The gurus of data seem to assume that once something is identified and known, it is solved. That might be true in the tech world, where the aim is to hound consumers with electronic ads until they click on a link and buy a product. But in the health care system the goal is often changing an ingrained habit such as eating processed foods, smoking, not exercising, or skipping daily medications. There are no data to suggest that changing the precision of a prediction—such as, for example, explaining to a patient that “there’s a very good chance your smoking will cause cancer or heart disease,” compared with “there’s a 27.6% chance your smoking will cause cancer or heart disease”—will succeed in changing behavior. The issue is the same when considering giving physicians more accurate predictions about the risk of readmission or sepsis. As Google indicated when it announced the closing of Google Health: “There has been adoption [of Google Health] among certain groups of users like tech-savvy patients…. But we haven’t found a way to translate that limited usage into widespread adoption in the daily health routines of millions of people” (emphasis added). The Challenge of Behavior Change
Human beings are creatures of mental and physical habits. Changing those habits requires engagement and intentionality, and thus energy, sustained over months. This is why 80% of New Year’s resolutions do not last past February.
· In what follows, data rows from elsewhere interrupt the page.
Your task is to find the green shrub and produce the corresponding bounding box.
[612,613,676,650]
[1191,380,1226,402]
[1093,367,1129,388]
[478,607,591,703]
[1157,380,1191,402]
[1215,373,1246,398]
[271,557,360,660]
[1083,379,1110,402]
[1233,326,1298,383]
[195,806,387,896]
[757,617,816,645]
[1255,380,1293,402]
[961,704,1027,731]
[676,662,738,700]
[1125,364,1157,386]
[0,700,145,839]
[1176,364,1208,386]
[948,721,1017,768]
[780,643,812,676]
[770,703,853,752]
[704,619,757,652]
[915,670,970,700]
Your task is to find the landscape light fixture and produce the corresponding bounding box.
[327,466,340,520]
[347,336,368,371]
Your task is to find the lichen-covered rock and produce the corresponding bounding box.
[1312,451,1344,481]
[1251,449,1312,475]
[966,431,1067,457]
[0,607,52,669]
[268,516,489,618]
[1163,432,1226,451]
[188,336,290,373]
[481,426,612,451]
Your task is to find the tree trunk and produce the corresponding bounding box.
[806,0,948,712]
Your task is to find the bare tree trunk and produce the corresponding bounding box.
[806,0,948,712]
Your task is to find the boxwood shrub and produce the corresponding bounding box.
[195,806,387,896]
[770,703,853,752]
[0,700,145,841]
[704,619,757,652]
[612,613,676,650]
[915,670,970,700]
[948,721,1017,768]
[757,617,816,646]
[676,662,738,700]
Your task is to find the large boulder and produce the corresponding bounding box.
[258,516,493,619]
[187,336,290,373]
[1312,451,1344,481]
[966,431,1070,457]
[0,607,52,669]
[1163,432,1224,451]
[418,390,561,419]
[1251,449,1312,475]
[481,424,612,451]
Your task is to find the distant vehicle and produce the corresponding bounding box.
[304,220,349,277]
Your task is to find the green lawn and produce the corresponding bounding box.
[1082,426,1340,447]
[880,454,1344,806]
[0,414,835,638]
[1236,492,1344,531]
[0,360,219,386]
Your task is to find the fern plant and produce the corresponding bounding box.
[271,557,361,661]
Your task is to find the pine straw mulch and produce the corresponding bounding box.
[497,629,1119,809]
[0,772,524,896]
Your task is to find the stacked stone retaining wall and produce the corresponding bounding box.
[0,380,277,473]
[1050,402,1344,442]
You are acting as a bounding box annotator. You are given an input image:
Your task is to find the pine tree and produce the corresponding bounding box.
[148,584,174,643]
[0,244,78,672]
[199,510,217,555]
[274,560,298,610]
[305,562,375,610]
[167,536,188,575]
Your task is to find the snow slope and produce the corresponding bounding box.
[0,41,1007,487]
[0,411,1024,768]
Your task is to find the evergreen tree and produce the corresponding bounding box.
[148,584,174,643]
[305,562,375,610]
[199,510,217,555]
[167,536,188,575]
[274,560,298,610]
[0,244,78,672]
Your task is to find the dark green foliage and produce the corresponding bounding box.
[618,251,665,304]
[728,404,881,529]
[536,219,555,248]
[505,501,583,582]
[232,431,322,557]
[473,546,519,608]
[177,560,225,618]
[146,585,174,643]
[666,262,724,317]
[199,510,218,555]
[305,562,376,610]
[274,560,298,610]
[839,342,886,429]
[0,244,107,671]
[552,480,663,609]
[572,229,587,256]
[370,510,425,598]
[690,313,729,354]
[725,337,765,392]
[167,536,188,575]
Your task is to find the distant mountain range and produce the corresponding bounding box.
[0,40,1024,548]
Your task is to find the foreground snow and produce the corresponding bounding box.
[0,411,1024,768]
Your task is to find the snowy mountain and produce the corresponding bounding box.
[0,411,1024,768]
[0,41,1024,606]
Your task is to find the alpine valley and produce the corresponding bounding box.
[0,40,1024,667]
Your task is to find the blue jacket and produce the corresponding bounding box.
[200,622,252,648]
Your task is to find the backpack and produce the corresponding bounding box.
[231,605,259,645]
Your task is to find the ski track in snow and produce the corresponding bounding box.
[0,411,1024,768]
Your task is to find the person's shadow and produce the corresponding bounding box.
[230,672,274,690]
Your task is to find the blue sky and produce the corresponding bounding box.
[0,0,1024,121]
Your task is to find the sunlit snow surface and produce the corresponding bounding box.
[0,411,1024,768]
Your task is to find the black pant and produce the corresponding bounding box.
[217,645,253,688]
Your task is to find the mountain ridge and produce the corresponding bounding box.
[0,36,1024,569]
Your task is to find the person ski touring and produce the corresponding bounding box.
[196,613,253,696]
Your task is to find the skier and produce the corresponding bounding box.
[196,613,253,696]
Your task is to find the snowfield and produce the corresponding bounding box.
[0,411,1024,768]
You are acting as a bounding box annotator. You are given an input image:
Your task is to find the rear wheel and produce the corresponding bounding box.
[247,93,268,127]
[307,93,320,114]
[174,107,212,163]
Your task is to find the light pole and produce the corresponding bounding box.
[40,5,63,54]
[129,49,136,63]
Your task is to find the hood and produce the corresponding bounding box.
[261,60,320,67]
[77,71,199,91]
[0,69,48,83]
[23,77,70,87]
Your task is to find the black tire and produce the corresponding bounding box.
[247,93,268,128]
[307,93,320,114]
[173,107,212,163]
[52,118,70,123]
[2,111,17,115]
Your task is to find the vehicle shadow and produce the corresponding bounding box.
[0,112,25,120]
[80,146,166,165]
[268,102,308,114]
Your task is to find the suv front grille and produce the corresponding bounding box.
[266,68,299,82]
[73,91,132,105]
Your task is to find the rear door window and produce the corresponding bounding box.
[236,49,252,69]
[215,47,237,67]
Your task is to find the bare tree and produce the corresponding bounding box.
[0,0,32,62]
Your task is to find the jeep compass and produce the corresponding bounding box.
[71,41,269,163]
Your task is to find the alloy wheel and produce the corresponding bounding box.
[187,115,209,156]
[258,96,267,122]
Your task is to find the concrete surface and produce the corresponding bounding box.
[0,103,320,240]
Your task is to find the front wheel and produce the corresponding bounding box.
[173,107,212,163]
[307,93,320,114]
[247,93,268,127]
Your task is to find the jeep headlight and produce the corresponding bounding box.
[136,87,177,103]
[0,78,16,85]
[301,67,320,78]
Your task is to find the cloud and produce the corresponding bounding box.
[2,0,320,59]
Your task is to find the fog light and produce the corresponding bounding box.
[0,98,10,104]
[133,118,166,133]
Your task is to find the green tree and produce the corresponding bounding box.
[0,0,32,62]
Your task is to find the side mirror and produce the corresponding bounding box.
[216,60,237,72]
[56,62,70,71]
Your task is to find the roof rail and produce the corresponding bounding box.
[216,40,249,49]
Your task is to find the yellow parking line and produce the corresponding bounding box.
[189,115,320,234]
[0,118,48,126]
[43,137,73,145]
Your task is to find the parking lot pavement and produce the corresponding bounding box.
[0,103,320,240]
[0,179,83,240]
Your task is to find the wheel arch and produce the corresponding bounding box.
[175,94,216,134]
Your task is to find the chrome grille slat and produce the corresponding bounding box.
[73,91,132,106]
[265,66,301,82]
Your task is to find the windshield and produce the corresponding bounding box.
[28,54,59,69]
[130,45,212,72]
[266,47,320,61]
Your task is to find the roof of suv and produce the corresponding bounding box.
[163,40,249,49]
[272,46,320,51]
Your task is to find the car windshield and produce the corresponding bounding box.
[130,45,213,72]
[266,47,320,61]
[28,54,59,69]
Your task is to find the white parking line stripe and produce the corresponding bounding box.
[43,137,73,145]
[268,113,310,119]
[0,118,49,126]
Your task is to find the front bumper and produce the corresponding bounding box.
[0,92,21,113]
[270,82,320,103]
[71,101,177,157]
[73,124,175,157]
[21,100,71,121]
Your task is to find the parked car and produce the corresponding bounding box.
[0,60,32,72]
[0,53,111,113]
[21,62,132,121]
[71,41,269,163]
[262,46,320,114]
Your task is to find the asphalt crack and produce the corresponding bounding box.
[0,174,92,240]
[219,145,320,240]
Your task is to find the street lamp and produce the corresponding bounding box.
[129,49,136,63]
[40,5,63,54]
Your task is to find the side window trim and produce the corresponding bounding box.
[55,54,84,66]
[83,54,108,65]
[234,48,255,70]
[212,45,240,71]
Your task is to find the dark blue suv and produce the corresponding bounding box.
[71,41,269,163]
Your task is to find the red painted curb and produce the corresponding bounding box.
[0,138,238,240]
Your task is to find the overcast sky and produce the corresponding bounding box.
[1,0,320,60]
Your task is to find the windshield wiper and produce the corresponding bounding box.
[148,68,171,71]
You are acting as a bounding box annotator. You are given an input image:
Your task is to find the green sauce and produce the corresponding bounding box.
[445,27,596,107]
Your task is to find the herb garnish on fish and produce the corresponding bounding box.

There is a science to behavior change, and it is complex. It requires identifying triggers and changing the routine around them. It means not buying the packaged waffles but instead buying the yogurt and fruit. It could mean a patient taking medications and “rewarding” herself with morning coffee. All of this gets even more difficult when individuals are under stress.
In addition to changing patients’ routines, physician and nurse routines also need to change, along with the routines and processes of care inside health care organizations. For example, consider how difficult it has been to change the simple routine of ensuring that clinicians thoroughly wash or sanitize their hands before examining patients.
A fundamental challenge facing the US health care system is to figure out how to effectively change routines and ensure these changes are embedded in the culture of the system. AI can have a role here, but it will not be simply through better predictions. Instead, the focus needs to be on the “effector arm of AI,” thoughtfully combining the data with behavioral economics and other approaches to support positive behavioral changes. The change process will be iterative and messy, and there will be pushback. It will take place in hospitals and physician offices, not in Silicon Valley, although it is likely to require partnerships between tech companies and health care delivery organizations. Designing and implementing effector arms that induce meaningful behavior change will be the key to AI moving from the hype stage to one in which is it contributing to meaningful improvements in health and health care.